これにより、政権準備政党(自由主義の野党第1党)としてフロントベンチに座った1995年12月以来17年間繰り返された小沢グループによる選挙違反(ただし公選法適用外)事件にようやく終止符が打たれることになりそうです。
これに先立つ15日のNHK日曜討論では、副総理である岡田克也さんが「小沢グループと権力争いしているつもりはまったくない。お互い協力して政権交代の実を挙げないと国民のみなさまに申し訳ない」と発言し、民主党内における権力争いの終結を宣言しました。党大会には、小沢一郎さんは出席せず、ごらんのように鈴木克昌・一新会会長(小沢グループ)が党役員としてとりしきりました。また、小沢グループを含めた全会一致で、党規約、代表選挙規則が承認され、成立しました。ですから、これを持って、小沢グループとの闘いは終わりました。

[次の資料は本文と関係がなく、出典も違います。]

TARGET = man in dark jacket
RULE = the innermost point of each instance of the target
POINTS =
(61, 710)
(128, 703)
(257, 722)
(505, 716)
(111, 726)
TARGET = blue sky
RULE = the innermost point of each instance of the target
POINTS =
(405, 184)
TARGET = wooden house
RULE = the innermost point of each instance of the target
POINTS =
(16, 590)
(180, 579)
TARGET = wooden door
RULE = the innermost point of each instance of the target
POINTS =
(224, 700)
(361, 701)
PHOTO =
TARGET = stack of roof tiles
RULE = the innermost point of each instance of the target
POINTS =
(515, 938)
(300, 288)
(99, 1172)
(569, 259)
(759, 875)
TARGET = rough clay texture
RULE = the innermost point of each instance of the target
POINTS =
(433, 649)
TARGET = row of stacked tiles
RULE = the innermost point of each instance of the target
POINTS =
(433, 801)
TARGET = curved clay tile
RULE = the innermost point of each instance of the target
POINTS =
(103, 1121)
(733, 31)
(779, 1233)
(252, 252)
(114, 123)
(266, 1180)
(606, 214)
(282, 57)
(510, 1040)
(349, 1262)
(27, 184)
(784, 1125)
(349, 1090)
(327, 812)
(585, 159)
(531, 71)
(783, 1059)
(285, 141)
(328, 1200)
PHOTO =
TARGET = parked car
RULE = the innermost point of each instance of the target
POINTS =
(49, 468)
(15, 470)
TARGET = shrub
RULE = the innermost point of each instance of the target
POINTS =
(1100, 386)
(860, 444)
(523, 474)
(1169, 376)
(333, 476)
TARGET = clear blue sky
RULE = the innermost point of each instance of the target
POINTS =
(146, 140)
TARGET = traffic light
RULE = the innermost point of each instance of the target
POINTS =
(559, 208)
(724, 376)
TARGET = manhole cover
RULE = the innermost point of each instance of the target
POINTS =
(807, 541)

[画像]民主党大会を幹事長代理(内定者)としてとりしきる、鈴木克昌小沢グループ会長=Ustreamからキャプチャ、トリミング。
[画像]小沢グループも含めた満場一致で、民主党規約、民主党代表選挙規約が成立した瞬間。
[資料 小沢グループによる選挙違反事件]
小沢グループによる党首選選挙違反の歴史(公選法適用外)
1995年12月(衆院満了まで1年6ヶ月、実際には10ヶ月後)。
野党第1党・第2回新進党党首選(海部俊樹党首の任期満了)
小沢一郎候補 112万票(66%)
羽田孜候補 56万票(34%)
議員、党員以外に「1000円を払った日本国民のハガキによる投票」を実現。大いに関心を呼ぶ。しかし、「小沢一郎」と同じ筆跡のハガキの束が党本部に大量に届く事態に。党首選挙後、米沢隆幹事長が投票用紙の全焼却を指示。非党員支持者や創価学会などに不満が溜まる。旧新生党の有力議員はほとんどが反小沢派(新進党羽田派)を結成。自社さ内閣の震災初動不手際、消費増税に対して、1996年10月の第41回衆院選での政権交代のチャンスを逃す結果に。1996年12月、羽田派(羽田孜さん、北澤俊美さん、前田武志さん、奥田敬和さん)が太陽党を結成し、離党。石井一さんと岡田克也さんは党に残り改革を目指す。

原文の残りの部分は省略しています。